Phantom of the Paradise, by Brian de Palma. It was a very interesting movie. Probably my favorite from all the ones shown by Steve that I watched. I went to find the soundtrack afterwards.
November 2012:
Wild boys of the road (1933) - a boy decides to run away with his best friend when he realizes his parents don't have much money. On the road, they are joined by a runaway girl, they all get kicked around and get into trouble (the worst being his friend getting his leg crashed by a train), ending in some court in New York City (or some other big town). The judge decides to punish them not with jail, but with work - they have to work to pay for their train ride back home. I probably would never watch this movie if Steve wasn't showing it.
December 2012:
The PhD movie - boring movie adaptation of the comic strip Piled Higher and Deeper, about graduate student life.
Brave (Pixar) - beautiful animation, story is sub-par compared to other Pixar movies. Irish girl with nice red hair wants to be an archer and doesn't want to marry any of the suitors that her mother brings to her. She then wishes for something that makes her mom transform into a bear, and thus follows the saga of transforming the mom back into a human before the end of three days, in which her mom will permanently become a bear. The bear was really cute and I definitely liked the mom a lot better in that shape and form. I read some reviews at amazon where all the mothers were annoyed by the movie, saying the young girl was spoiled. That was more fun than watching the movie.
Une Vie de Chat (A cat in Paris) - nice French animation about a girl who doesn't talk, her mother detective, a cat, a thief, and some gangsters. The colors are really nice. Too bad I couldn't synchronize the subtitles properly to the sound.
On the flight to Taipei:
The Dark Knight Rises - reminded me a lot of 007 The World is Not Enough near the end. It was a bit longer than it needed to be. I couldn't wait for the end of the movie. Probably didn't help that I don't really like Christian Bale anymore.
The Bourne Legacy - it was fun, even though it was with Jeremy Renner, and not with Matt Damon anymore. They kept showing some scenes that ties back to the last Bourne movie, trying to say "look, this is really related to that movie with Matt Damon, it happens around the same time!"

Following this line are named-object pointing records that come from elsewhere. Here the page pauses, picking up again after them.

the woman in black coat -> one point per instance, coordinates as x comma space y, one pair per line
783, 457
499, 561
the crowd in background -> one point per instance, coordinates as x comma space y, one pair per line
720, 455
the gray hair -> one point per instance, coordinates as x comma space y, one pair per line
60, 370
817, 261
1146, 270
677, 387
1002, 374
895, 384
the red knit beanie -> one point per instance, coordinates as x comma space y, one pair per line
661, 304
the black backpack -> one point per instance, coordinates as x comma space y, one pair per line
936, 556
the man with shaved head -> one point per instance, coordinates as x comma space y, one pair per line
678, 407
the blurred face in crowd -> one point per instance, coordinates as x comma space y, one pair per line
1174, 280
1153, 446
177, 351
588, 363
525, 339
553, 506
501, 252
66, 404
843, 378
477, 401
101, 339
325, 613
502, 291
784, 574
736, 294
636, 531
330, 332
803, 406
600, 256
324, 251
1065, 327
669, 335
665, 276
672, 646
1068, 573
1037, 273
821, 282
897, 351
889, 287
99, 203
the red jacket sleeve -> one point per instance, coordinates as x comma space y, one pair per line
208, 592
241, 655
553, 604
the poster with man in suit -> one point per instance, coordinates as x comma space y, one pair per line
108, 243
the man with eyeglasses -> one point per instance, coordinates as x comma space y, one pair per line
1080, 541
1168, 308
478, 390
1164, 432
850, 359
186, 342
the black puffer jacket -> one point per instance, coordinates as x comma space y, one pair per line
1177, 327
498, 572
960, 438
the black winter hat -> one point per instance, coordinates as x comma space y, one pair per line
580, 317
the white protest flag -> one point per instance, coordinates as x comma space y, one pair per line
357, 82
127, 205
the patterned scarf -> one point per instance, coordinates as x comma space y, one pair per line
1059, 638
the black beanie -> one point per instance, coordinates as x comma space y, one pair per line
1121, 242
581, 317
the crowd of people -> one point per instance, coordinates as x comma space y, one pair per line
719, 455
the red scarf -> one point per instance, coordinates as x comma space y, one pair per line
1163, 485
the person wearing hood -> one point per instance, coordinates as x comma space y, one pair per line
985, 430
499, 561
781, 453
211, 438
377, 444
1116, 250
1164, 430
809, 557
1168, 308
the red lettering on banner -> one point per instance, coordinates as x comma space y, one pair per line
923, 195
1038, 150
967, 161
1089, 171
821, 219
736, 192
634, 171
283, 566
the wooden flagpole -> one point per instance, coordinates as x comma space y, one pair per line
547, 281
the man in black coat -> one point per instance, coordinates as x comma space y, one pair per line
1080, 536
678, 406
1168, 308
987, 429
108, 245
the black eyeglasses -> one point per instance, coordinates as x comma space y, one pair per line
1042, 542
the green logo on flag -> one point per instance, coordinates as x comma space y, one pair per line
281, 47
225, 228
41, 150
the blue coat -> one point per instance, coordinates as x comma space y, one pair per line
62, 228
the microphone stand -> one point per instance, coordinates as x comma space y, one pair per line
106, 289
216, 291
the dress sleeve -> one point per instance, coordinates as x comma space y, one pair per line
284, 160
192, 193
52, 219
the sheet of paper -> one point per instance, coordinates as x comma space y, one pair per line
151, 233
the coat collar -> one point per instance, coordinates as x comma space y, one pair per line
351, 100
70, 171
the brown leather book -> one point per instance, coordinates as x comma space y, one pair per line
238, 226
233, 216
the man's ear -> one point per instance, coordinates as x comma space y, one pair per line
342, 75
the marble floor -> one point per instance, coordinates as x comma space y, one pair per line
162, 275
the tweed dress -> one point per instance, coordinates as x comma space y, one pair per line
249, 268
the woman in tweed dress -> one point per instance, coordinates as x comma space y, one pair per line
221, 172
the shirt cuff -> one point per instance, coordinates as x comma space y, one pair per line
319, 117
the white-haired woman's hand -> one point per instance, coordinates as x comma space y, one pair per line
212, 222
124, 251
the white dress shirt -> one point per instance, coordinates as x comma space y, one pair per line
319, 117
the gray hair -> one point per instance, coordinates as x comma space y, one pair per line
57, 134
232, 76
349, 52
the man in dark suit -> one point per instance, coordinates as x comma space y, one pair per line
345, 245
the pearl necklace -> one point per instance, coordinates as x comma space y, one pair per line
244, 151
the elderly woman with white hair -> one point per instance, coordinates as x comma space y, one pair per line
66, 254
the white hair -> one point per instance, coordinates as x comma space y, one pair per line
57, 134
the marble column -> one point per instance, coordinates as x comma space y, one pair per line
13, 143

A Chorus of Angels - Japanese movie about a teacher - reminded me a lot of David Lean's movie Ryan's Daughter, but not as good. The pace is slow, about a teacher that stopped teaching in a small island 20 years ago after her husband died in an accident. When she discovers one of her ex-students is being sought by the police related to killing a man, she decides to go back to the small island and talk to all her ex-students. At every encounter, each student thinks he/she was the cause of her husband's death.
Wolf Children - anime by Mamoru Hosoda about two kids (a girl and a boy) who were born from a werewolf father and a human mother. This woman falls in love with a werewolf when she is in college and they have babies. Then the werewolf dies soon after the second baby is born and she has to raise them by herself. Eventually they have to pick whether they want to adopt human or wolf lifestyles.
Tenchi the Samurai Astronomer - cute, from the same director of Okuribito, but not as good. Apparently it was based on a real Japanese astronomer, who didn't know anything about Copernicus or elliptic planetary trajectories. They use ellipse occurrences to determine which calendar is more accurate.
Rurouni Kenshin - Japanese movie about kick-ass Samurai who pledged not to kill again. The wig the main character was using bothered me a bit.